SetPoint’s first two targets for this potential therapy are rheumatoid arthritis and inflammatory bowel disease. Those conditions encompass large numbers of patients who are inadequately treated by the therapies available today—there’s a real need for additional solutions. We know that TNF-alpha and other inflammatory mediators are important in those diseases, so the thinking is that those are good places to start.
In the longer term, as we learn more about the precise functions of the 80,000 or so individual circuits that lie within the vague nerve bundles, we might be able to stimulate or inhibit some of those circuits to treat a wider range of diseases, including diabetes, heart disease, and cancer.
Could some of these vagus nerve circuits help explain otherwise-mysterious clinical phenomena such as placebo effects?
I don’t know, and as a scientist I hate to speculate. But I think we always need to ask, in the course of an experiment, what factors could activate nerve circuits, such as in the vagus, and thereby influence the outcome. For example, if in the course of a clinical trial, the intervention activates a nerve circuit that turns off inflammation, then this could account for a lot of things—inflammation has been implicated in the pathogenesis of many diseases including Alzheimer’s.
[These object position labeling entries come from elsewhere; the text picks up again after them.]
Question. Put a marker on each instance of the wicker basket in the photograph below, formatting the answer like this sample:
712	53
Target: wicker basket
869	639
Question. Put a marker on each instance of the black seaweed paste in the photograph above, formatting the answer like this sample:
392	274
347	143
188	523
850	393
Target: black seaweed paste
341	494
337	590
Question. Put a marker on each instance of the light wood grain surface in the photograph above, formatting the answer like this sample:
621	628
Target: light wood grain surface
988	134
The big question is: how many clinical outcomes are actually mediated by neural signals that haven’t yet been discovered?
Your laboratory is still working out the inflammatory signals produced by the vagus in the spleen?
Yes, one of the questions we’re investigating is how the vagus nerve signals regulate the release of pro-inflammatory proteins such as HMGB1.
We’re also very interested in decoding those nerve signals so we can better understand what the brain is trying to do with them.